Abstract

Colorectal cancer (CRC) presents in one of three patterns: sporadic colorectal cancer in those without a family history (65-85%); those with a family history (familial CRC) 10-25% of cases; inherited CRC accounting for less of 10% cases and presents as well-characterized cancer predisposition syndromes including Lynch syndrome (hereditary non-polyposis colorectal cancer/HNPCC) which comprises about 1-5% of all colorectal cancer, and multiple polyps CRC, which includes familial adenomatous polyposis (FAP,1%), rare CRC syndrome 0.1 %). Many efforts have been made to discover the genetic and molecular features of CRC, and there is more evidence that these features determine the prognosis and response to treatment.
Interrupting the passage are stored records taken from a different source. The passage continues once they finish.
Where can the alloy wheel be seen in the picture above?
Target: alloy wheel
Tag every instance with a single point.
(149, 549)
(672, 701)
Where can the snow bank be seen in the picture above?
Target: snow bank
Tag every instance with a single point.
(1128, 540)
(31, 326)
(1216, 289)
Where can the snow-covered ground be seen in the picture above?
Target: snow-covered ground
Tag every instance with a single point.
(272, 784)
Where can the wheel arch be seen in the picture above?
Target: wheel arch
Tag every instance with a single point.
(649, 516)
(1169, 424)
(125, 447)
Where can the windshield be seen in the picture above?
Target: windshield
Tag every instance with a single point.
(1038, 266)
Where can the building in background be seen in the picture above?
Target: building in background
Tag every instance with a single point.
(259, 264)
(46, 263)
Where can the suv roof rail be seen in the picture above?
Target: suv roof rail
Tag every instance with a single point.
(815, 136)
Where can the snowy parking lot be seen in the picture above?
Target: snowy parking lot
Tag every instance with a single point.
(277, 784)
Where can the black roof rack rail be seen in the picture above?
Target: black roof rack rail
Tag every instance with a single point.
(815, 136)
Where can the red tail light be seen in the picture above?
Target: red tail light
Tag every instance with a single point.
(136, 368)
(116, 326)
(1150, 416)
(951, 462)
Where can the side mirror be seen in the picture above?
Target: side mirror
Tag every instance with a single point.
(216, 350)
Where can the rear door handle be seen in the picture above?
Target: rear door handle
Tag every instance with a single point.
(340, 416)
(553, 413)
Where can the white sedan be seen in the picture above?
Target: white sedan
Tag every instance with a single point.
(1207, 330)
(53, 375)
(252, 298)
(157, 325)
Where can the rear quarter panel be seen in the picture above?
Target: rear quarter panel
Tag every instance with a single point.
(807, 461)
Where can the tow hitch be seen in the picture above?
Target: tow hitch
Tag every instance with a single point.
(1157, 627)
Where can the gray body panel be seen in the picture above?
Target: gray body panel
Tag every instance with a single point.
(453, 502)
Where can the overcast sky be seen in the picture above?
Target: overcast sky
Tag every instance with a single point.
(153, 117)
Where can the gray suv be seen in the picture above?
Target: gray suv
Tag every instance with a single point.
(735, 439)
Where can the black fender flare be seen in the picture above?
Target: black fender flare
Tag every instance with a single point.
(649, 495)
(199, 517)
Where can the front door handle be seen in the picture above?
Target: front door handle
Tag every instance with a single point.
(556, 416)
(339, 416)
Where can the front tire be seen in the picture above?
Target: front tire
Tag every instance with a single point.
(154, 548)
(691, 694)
Colorectal cancer (CRC) is a heterogeneous disease, with three known major molecular groups. The most common is the chromosomal instability group, characterized by an accumulation of mutations in specific oncogens and tumor suppressor genes. The second is the microsatellite instability group, caused by the dysfunction of deoxyribonucleic acid (DNA) mismatch repair genes leading to genetic hypermutability. The CpG island methylation phenotype (CIMP) is the third group, distinguished by hypermethylation. In this review we would like to provide an up-to-date overview of molecular genetic aspects of CRC that are currently important and should guide clinical practice in colorectal cancer in the diagnosis and selection of therapy.